“Guinu” apresenta sonoridade jazz, pop e brasileira do pianista Pedro Guinu

Groove envolvente, com forte influência do soul, do jazz, da MPB e do pop. Essa é a base do som de Pedro Guinu, pianista, cantor e compositor, que lança o seu visceral disco de estreia, reunindo uma vida de experiência. “Guinu” foi feito ao vivo, como as gravações setentistas que inspiraram o disco, e já está disponível nos principais serviços de música.

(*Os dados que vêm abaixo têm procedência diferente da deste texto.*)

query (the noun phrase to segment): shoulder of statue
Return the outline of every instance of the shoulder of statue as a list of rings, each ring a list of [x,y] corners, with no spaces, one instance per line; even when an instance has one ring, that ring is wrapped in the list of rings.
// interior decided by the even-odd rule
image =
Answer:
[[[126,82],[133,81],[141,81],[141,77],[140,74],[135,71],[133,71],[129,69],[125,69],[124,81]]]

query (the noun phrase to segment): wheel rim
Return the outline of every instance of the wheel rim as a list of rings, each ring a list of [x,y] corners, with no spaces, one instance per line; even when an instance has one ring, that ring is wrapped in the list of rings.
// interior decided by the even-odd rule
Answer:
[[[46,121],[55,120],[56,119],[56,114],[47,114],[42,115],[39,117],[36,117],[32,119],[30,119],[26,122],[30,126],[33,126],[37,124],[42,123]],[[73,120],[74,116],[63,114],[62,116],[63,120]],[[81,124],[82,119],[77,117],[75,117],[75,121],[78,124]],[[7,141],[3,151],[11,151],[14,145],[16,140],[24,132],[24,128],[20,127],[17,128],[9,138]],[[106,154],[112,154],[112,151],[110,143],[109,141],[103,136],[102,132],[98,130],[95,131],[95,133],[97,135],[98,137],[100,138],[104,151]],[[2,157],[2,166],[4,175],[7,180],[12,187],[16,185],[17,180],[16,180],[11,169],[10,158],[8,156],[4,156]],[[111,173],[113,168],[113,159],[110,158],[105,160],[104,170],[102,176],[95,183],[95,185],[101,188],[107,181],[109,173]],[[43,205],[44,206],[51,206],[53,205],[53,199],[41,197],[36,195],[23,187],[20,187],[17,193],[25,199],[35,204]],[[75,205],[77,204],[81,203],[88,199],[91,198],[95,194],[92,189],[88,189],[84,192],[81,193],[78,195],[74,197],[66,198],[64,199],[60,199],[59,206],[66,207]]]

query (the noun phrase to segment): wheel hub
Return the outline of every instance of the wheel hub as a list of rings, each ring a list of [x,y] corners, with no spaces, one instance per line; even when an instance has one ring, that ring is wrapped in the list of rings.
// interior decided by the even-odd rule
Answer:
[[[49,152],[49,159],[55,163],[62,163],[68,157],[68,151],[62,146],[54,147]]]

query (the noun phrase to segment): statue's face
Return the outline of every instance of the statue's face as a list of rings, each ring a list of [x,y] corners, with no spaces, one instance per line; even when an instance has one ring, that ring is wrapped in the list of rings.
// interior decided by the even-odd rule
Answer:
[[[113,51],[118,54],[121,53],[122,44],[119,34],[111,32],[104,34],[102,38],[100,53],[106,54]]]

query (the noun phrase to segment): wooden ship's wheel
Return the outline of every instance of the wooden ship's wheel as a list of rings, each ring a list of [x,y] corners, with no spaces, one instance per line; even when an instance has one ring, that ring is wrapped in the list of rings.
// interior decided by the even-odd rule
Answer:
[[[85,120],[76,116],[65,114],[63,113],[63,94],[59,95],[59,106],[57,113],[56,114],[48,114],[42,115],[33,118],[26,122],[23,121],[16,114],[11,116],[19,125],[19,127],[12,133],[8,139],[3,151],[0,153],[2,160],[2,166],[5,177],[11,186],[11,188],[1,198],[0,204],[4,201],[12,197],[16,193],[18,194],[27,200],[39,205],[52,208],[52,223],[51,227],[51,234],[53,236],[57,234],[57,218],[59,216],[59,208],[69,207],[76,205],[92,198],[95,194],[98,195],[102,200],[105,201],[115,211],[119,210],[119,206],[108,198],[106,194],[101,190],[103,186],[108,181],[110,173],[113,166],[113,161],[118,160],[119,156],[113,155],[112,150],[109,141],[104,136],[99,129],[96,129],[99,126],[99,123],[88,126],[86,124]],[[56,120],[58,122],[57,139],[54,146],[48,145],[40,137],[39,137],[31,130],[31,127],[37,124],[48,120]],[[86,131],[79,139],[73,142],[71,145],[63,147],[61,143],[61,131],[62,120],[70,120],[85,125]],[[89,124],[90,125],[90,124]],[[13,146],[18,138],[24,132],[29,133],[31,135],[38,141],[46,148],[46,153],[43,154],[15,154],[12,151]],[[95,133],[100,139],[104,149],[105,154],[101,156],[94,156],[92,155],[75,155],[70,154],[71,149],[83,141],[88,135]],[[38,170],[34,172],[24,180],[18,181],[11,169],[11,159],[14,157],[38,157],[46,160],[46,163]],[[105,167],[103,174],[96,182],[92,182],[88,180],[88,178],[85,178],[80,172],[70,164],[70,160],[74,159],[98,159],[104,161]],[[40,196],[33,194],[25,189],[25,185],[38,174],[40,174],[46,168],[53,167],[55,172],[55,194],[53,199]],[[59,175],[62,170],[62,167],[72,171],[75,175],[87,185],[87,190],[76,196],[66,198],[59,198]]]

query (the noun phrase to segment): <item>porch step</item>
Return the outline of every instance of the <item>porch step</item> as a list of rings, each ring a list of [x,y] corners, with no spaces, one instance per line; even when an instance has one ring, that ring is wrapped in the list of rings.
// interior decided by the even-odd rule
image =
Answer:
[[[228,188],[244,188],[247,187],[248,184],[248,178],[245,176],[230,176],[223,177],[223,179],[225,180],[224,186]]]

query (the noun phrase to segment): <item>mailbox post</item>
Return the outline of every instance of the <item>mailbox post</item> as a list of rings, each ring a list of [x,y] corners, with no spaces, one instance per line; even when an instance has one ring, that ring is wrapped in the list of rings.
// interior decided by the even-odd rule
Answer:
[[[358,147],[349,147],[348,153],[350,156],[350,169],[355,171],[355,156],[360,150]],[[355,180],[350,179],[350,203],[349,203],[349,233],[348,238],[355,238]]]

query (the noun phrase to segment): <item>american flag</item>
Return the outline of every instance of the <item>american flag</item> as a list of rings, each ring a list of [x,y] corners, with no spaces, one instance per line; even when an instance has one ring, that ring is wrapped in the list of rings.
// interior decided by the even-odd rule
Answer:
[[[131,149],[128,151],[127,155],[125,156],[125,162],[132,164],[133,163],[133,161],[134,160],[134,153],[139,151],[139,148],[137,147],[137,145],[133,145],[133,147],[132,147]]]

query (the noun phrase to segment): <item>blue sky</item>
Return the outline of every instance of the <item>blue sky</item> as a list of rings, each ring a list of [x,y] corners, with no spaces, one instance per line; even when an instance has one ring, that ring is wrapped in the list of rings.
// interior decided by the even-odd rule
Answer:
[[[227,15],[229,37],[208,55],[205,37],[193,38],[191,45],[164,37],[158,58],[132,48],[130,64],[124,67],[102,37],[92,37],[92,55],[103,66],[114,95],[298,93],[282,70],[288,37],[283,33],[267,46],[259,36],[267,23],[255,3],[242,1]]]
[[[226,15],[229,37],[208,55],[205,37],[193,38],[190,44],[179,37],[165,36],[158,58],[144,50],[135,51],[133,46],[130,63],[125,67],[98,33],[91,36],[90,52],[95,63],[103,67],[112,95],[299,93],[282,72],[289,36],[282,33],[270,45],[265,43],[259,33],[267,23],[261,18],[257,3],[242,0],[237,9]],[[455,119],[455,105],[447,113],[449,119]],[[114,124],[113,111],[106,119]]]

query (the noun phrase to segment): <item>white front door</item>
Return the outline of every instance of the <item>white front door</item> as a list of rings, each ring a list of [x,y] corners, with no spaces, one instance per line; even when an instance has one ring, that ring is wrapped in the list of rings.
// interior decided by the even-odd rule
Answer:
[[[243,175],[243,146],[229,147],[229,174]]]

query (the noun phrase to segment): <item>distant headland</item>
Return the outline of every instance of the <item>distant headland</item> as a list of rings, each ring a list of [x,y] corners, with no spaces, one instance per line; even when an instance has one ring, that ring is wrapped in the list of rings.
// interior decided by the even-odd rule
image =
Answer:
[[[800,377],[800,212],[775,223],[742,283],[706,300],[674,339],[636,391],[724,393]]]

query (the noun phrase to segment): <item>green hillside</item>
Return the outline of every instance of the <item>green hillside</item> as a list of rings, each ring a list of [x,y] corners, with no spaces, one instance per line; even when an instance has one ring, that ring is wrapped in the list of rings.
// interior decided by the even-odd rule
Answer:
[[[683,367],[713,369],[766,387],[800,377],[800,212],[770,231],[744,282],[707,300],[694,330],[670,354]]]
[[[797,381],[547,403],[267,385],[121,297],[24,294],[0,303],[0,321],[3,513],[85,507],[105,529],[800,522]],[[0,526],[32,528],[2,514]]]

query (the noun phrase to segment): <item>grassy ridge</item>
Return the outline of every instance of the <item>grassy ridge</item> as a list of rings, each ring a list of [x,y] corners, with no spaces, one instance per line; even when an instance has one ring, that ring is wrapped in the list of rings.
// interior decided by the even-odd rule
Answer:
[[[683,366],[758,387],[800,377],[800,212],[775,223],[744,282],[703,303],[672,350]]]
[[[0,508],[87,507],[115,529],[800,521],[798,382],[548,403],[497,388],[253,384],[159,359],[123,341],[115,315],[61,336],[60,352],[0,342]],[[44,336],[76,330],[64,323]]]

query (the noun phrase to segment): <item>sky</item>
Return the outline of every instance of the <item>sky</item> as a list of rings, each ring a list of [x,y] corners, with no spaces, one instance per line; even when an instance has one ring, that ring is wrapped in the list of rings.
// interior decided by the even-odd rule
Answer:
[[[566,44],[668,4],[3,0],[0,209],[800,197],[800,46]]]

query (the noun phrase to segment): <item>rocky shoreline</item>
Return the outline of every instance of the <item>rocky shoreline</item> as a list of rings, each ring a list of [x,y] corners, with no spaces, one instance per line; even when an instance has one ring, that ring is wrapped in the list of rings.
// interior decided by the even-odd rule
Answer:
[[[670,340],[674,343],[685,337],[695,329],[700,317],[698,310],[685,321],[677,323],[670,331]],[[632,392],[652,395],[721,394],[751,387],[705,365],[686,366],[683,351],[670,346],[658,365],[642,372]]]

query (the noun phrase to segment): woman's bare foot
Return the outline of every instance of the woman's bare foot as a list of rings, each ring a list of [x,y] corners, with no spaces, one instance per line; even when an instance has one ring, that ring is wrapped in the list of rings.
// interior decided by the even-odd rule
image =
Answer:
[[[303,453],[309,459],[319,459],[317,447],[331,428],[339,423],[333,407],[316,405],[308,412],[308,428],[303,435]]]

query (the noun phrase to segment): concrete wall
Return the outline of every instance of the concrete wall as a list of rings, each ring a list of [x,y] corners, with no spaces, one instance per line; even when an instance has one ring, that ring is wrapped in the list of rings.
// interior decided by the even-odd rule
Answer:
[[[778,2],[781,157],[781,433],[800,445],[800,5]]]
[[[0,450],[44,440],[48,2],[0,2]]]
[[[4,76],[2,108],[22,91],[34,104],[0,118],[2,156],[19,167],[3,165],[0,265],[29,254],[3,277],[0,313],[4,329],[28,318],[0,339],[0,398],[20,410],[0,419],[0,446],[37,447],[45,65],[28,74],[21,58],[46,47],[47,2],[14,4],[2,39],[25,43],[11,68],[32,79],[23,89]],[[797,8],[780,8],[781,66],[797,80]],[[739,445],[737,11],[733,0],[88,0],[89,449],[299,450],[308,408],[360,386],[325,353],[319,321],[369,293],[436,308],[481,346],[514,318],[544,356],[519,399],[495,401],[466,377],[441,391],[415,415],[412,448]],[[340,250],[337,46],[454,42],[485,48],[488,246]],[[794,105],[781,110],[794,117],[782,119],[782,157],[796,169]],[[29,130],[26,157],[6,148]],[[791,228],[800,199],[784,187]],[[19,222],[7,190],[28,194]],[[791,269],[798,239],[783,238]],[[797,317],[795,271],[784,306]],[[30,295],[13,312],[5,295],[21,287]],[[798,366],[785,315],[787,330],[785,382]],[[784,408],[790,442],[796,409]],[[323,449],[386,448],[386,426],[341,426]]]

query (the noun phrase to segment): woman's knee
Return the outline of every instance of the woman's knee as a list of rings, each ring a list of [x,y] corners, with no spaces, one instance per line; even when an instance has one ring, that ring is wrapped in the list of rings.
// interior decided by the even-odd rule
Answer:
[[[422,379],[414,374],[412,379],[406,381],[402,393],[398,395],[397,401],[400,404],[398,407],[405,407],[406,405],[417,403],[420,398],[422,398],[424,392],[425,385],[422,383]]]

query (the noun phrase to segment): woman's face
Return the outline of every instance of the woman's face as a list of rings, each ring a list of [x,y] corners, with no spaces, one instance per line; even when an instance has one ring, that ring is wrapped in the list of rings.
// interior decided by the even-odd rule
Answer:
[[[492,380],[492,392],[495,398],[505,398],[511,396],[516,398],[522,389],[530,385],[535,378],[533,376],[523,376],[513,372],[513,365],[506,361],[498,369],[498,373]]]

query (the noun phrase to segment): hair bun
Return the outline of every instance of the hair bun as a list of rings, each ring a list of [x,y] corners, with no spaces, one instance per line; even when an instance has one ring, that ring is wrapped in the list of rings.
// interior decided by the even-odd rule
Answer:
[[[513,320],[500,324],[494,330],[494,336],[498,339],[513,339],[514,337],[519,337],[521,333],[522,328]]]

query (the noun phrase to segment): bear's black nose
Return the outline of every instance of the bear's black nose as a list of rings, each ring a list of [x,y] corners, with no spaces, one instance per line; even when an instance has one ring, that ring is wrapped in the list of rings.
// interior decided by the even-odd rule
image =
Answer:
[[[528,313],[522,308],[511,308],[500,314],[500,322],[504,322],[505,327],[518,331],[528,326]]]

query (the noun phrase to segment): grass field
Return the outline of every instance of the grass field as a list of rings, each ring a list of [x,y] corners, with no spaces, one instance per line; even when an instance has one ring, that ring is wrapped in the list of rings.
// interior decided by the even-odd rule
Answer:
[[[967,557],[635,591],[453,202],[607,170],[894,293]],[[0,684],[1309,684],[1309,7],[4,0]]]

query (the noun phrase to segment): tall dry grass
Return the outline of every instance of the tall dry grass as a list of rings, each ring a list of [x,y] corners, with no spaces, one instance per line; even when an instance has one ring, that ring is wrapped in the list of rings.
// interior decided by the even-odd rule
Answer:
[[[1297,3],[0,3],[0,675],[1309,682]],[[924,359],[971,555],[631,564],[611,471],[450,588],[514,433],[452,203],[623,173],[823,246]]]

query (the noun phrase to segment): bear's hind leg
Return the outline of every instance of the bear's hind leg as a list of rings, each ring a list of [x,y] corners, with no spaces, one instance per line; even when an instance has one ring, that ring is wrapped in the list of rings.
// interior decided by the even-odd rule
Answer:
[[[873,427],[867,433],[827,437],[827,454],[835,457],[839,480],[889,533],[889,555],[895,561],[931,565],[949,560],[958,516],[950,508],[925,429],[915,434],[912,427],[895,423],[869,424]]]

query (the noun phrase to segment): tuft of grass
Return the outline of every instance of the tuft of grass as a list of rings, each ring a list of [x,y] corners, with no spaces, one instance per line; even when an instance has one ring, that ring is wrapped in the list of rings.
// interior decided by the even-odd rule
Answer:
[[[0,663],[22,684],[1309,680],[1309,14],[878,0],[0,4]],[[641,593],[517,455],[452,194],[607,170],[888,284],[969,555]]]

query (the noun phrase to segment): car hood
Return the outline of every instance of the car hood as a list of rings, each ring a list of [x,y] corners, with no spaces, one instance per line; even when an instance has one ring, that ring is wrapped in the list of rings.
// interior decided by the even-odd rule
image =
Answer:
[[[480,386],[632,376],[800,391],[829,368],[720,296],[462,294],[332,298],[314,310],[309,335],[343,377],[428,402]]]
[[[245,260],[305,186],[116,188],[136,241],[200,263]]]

Ouça “Guinu”: http://spoti.fi/2y8JkfK

Confira o faixa-a-faixa abaixo

O álbum foi gravado em uma sessão de 12 horas, no dia 9 de setembro de 2017, no estúdio Fibra (Rio de Janeiro), com músicos selecionados a dedo por Pedro e a participação especial de Donatinho. Para manter o clima quente e surpreendente para os músicos, foram feitos apenas dois ensaios antes da sessão. O frescor das músicas a sensação de descoberta pode ser sentida em cada uma das faixas.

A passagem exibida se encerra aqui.